Yew Kuo Chao, Tan Quan Rui, Lim Phei Ching, Low Wei Yang, Lee Chong Yew
Department of Gastroenterology and Hepatology, Tan Tock Seng Hospital, Singapore, Singapore.
Imperial College London-Nanyang Technological University Lee Kong Chian School of Medicine, Singapore, Singapore.
Naunyn Schmiedebergs Arch Pharmacol. 2024 Mar;397(3):1421-1431. doi: 10.1007/s00210-023-02716-x. Epub 2023 Sep 20.

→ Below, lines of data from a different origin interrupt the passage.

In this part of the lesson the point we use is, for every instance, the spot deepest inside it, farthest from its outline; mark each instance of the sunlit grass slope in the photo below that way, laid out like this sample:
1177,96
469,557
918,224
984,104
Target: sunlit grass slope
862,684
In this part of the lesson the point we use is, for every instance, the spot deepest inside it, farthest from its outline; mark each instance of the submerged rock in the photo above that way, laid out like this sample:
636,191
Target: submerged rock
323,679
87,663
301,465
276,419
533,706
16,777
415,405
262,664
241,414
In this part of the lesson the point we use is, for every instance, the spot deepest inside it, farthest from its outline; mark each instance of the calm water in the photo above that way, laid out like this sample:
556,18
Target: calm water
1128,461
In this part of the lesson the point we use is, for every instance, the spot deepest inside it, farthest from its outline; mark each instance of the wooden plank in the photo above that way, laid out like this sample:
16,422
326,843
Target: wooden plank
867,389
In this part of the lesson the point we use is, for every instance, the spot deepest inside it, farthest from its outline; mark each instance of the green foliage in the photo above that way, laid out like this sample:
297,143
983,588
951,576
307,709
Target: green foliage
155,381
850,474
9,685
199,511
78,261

Direct-acting antivirals (DAA) have become the treatment of choice for hepatitis C. Nevertheless, efficacy of DAA in preventing hepatitis C complications remains uncertain. We evaluated the impact of DAA on hepatocellular carcinoma (HCC) occurrence and recurrence, all-cause mortality, liver decompensation and liver transplantation as compared to non-DAA treated hepatitis C and the association to baseline liver status. A systematic search for articles from March 1993 to March 2022 was conducted using three electronic databases. Randomized, case-control and cohort studies with comparison to non-DAA treatment and reporting at least one outcome were included. Meta-analysis and sub-group meta-analysis based on baseline liver status were performed. Of 1497 articles retrieved, 19 studies were included, comprising of 266,310 patients (56.07% male). DAA reduced HCC occurrence significantly in non-cirrhosis (RR 0.80, 95% CI 0.69-0.92) and cirrhosis (RR 0.39, 95% CI 0.24-0.64) but not in decompensated cirrhosis. DAA treatment lowered HCC recurrence (RR 0.71, 95% CI 0.55-0.92) especially in patients with baseline HCC and waiting for liver transplant. DAA also reduced all-cause mortality (RR 0.43, 95% CI 0.23-0.78) and liver decompensation (RR 0.52, 95% CI 0.33-0.83) significantly. However, DAA did not prevent liver transplantation. The study highlighted the importance of early DAA initiation in hepatitis C treatment for benefits beyond sustained virological response. DAA therapy prevented HCC particularly in non-cirrhosis and compensated cirrhosis groups indicating benefits in preventing further worsening of liver status. Starting DAA early also reduced HCC recurrence, liver decompensation, and all-cause mortality.
直接抗病毒药物(DAA)已成为丙型肝炎的首选治疗方法。然而,DAA在预防丙型肝炎并发症方面的疗效仍不确定。我们评估了与未接受DAA治疗的丙型肝炎患者相比,DAA对肝细胞癌(HCC)发生和复发、全因死亡率、肝失代偿和肝移植的影响,以及与基线肝脏状态的关联。使用三个电子数据库对1993年3月至2022年3月的文章进行了系统检索。纳入了与未接受DAA治疗进行比较并报告至少一项结局的随机、病例对照和队列研究。进行了基于基线肝脏状态的荟萃分析和亚组荟萃分析。在检索到的1497篇文章中,纳入了19项研究,包括266,310名患者(56.07%为男性)。DAA在非肝硬化(RR 0.80,95%CI 0.69 - 0.92)和肝硬化(RR 0.39,95%CI 0.24 - 0.64)患者中显著降低了HCC的发生,但在失代偿期肝硬化患者中未降低。DAA治疗降低了HCC复发率(RR 0.71,95%CI 0.55 - 0.92),尤其是在基线时有HCC且等待肝移植的患者中。DAA还显著降低了全因死亡率(RR 0.43,95%CI 0.23 - 0.78)和肝失代偿率(RR 0.52,95%CI 0.33 - 0.83)。然而,DAA并不能预防肝移植。该研究强调了在丙型肝炎治疗中尽早开始使用DAA的重要性,其益处不仅仅在于持续病毒学应答。DAA治疗尤其在非肝硬化和代偿期肝硬化组中预防了HCC,表明在预防肝脏状态进一步恶化方面有益处。尽早开始使用DAA还降低了HCC复发、肝失代偿和全因死亡率。